- 1School of Pharmacy, Jiangsu University, Zhenjiang, China
- 2Harvard Medical School, Dana-Farber Cancer Institute, Boston, MA, United States
- 3Center for Infection and Immunity, School of Public Health, Columbia University, New York, NY, United States
- 4Department of Computer Science, City University of Hong Kong, Kowloon, China
- 5Geneis (Beijing) Co. Ltd., Beijing, China
- 6School of Life Sciences, Jiangsu University, Zhenjiang, China
Editorial on the Research Topic
Computational Methods in Inferring Cancer Tissue-of-Origin and Cancer Molecular Classification
The development of cancer therapeutics increasingly relies on the results of tissue-of-origin and molecular classification.
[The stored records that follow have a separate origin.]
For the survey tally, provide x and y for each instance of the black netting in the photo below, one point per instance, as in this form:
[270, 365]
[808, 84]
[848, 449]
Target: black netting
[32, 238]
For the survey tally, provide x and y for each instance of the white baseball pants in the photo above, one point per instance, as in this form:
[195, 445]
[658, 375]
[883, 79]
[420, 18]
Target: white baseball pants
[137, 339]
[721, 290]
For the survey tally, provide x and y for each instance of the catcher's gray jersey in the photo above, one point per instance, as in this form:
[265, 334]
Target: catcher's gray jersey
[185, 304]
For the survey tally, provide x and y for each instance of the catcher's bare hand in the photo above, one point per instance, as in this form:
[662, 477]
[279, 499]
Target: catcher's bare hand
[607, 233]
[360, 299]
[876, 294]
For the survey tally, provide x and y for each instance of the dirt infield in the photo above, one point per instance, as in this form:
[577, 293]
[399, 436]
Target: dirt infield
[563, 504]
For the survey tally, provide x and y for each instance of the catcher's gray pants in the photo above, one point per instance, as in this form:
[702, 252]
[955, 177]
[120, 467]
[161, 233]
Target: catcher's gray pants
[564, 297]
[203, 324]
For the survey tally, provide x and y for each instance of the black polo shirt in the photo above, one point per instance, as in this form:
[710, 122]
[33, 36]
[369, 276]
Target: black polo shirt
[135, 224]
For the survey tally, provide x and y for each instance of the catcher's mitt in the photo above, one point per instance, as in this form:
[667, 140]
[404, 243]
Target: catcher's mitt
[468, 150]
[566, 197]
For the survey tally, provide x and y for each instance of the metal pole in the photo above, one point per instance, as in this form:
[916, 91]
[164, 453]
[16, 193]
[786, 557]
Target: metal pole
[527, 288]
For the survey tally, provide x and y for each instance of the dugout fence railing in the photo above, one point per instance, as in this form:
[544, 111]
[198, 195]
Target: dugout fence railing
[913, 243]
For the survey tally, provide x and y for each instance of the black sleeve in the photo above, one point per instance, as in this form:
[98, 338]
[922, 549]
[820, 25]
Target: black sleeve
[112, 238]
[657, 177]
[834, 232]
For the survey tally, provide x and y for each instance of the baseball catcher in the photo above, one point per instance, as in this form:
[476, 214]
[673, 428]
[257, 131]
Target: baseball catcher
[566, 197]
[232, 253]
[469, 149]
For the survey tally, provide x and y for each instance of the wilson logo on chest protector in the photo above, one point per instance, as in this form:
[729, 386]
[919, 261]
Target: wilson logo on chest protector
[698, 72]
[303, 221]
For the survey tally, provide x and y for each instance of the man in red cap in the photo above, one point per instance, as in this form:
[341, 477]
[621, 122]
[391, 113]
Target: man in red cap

In the clinic, up to 5% of the cancer primary site is unclassified (CUP). For clinicians, it is important to identify the sensitive patients and determine treatment. The main option is empirical chemotherapy, which leads to a lower survival rate. Therefore, inferring cancer tissue-of-origin is an urgent need to be solved. The key point is to detect the exact genetic events associated with cancer formation, which usually contribute to cell proliferation and uncontrolled metabolic changes. However, using only experimental approaches cannot provide a full view of the genetic features in the era of big biomedical data. Although a series of computational methods have been developed in this area, the accuracy is often insufficient for clinical use.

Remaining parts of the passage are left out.